Adamın cümlesi, gittikçe düşen bir ses tonuyla noktalanınca Büşra başını sallayıp: "Anladım..." diye mırıldandı. O esnada göz göze geldiler. Bu sefer sebebini bilmediği bir şekilde gözlerini ilk ayıran kişi olmaktan çekindi. Genel olarak bu adamın ve annesinin karşısında -onlara duyduğu minnet sebebiyle- bir çekingenlik duyduğunun farkındaydı. Sanki birtakım şeyleri sadece onları üzmemek için yapıyordu. Evlilik teklifini kabul etmek de buna dahil miydi, emin olamıyordu. Adama bakarken ne hissettiğini anlamaya çalıştı bu yüzden. Yabancı bir erkeğin yakınında olduğu için hissettiği o gergin duygulardan başkaca bir şey hissetmiyordu. Daha fazla bakamadı. Utanarak başını kucağına eğdi ve elleriyle oynamaya başladı. Sanki adamın bakışları, yüzüne değmiyor da batıyor gibiydi. Bir an önce eve geçmek istemesi sadece bu yüzdendi.

Hamza da sanki hissetmiş gibi: "İçeri geçelim" dedi. "Hava soğudu."

***

Tek yaptığı şey yüzüklere bakmaktı.

"İstediğini seç kızım" diyen sesi sanki işitmiyor, Hamza'nın kendisinden biraz uzakta durup rahat rahat seçmesi için ona alan tanımasını fark etmiyordu. Kuyumcu, vitrindeki yüzük dolu tepsilerden birini daha çıkarıp önüne koyunca ve: "Bunlar da 22 ayar" deyince daha çok utandı. İçinde taşıdığı o büyük ağlama isteği kendisini son derece zorlasa da mücadele etmeye devam etti. Yüzüklerden ince olanlarına uzandı elleri. İçinde bulunduğu an hemen sonlansın diye içlerinden bir tanesini hızlıca seçip aldı.

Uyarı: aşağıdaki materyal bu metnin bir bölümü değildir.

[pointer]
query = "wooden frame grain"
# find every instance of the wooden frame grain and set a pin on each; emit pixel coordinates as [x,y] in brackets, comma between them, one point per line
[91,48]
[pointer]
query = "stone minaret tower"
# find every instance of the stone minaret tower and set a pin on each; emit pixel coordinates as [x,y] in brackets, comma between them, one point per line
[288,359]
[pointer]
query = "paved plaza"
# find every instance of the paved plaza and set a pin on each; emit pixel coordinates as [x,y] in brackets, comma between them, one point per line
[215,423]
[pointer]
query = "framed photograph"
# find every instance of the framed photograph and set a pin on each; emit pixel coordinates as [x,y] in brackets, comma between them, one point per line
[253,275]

"Bu olabilir..." dedi yüzüğü yaşlı kadına gösterirken. Sesi oldukça cılız ve sevinçten uzaktı.

Kayınvalidesi olmaya üç hafta kadar kısa bir süre kalmış kadın: "Tektaşlara da bakalım" deyince yeni bir stresin içine yuvarlandı. Her şey öyle hızlı ilerliyordu ki bu hız içerisinde kendisini dinlemeye bile vakit bulamamıştı. Tek yaptığı şey Aysel Teyze'ye uyum sağlamaktı. O da; mahallede yanlış anlaşılmayı engellemek için bu evliliğin hemen olmasını istemişti. Büşra, hırçın bir dalganın sürüklediği incecik bir yaprak gibi hissediyordu kendini. Sanki sadece o akışa uyum sağlayan minik, iradesiz bir varlıktı.

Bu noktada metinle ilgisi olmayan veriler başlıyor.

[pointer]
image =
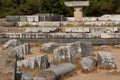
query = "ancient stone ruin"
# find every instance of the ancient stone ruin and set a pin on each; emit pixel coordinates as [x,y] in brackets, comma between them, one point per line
[77,5]
[34,62]
[8,63]
[106,60]
[71,50]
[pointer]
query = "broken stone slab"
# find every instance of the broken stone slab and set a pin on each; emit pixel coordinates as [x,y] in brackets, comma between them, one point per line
[62,69]
[86,49]
[11,44]
[77,30]
[13,18]
[117,46]
[54,73]
[62,53]
[39,78]
[8,62]
[106,60]
[48,74]
[69,51]
[9,24]
[34,62]
[48,29]
[49,46]
[49,24]
[104,30]
[22,50]
[26,76]
[88,63]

Hamza'nın hislerinden haberdar olmasa da bazen kendi kaygılarını ve endişelerini onun yüzünde de okuyordu. Hatta bazen sesi bile yüreğine vesvese tohumları atmaya yetiyordu. Nişan, kına gibi merasimler istemediğini söylediğinde sesi oldukça soğuktu. Öyle ki Büşra, bir an için ürpermiş ve o sesteki soğukluğun sebebini kavramaya çalışmıştı. Aysel Teyze ise aralarının bozulmasından endişe eder gibi, yalnız kaldıkları bir zaman: "Hamza hiç sevmez öyle ortamları. Konu komşunun düğününe bile zorla götürürdüm onu" dediğinde rahatlamak yerine daha çok gerilmişti. Sanki o adamı tam olarak tanımadığı gerçeği ancak şimdi kafasına dank ediyordu. Bu yüzden derin bir korkunun kıskacında kıvranıp durmuştu günler boyu...

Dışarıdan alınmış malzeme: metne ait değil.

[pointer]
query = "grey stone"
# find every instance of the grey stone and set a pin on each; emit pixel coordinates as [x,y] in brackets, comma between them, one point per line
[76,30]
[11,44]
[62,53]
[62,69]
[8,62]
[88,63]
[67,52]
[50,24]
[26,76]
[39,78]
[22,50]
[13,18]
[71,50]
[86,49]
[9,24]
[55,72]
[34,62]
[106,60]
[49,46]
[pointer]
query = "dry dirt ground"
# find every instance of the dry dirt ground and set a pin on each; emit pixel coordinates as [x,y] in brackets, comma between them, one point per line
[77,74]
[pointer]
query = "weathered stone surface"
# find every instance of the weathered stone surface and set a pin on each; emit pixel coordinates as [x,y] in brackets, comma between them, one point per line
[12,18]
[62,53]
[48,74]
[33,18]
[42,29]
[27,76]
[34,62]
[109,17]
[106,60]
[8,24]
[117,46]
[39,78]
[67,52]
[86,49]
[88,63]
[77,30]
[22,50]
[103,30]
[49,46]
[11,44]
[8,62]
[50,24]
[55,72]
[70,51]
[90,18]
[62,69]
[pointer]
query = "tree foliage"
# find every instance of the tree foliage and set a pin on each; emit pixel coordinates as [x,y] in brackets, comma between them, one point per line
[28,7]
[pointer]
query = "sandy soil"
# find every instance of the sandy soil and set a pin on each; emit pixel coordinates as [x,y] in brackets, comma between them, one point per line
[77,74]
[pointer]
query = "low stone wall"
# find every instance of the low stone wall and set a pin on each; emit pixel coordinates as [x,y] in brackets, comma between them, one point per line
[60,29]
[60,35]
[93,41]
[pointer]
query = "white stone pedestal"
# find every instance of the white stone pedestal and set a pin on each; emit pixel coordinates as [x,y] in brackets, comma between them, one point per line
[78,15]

Kendisi unutsa bile; Hamza'nın annesi, ne alyansla tektaşı ne de mehir meselesini unutmuştu. Birikimleri olmuş olacak ki elini neye atsa hiç düşünmeden alacakmış gibi rahat alışveriş yapıyordu. Büşra, annesinin vefatından beridir alışkın olmadığı bu geniş gönüllülük karşısında nutkunun tutulduğunu hissetti. Kuyumcudan çıktıklarında o sıcak utanç, çehresini yakmaya devam ediyordu.

***

Hamza, en son eski nişanlısından ayrıldığı zaman bu kadar çok sigara tükettiğini anımsıyordu. Keskin ayazın iliklere işlediği bir gece vakti bahçede yürürken paketinde kalan son iki sigaraya bakıp iç çekti. Kendini dışarıya atış sebebi; artık o kızla aralarındaki bağın, yabancı bir erkekle yabancı bir kadının arasındaki bağdan çok daha ötelere taşınmış olmasıydı. Annesinin isteği olmuş, öğle vakti nikâhları kıyılmıştı. Resmiyete dökülen bir bağın kurulmasına da çok az bir vakit kalmıştı. Fakat sanki kalbinin üzerinde koca bir oyuk açılmıştı; koca bir boşluk... Her duygusu, o boşluktan içeri süzülüp kayboluveriyordu. Belki de bu yüzden kendisini hâlâ onun eşiymiş gibi hissedemiyor, herhangi bir yakınlık gösteremiyordu.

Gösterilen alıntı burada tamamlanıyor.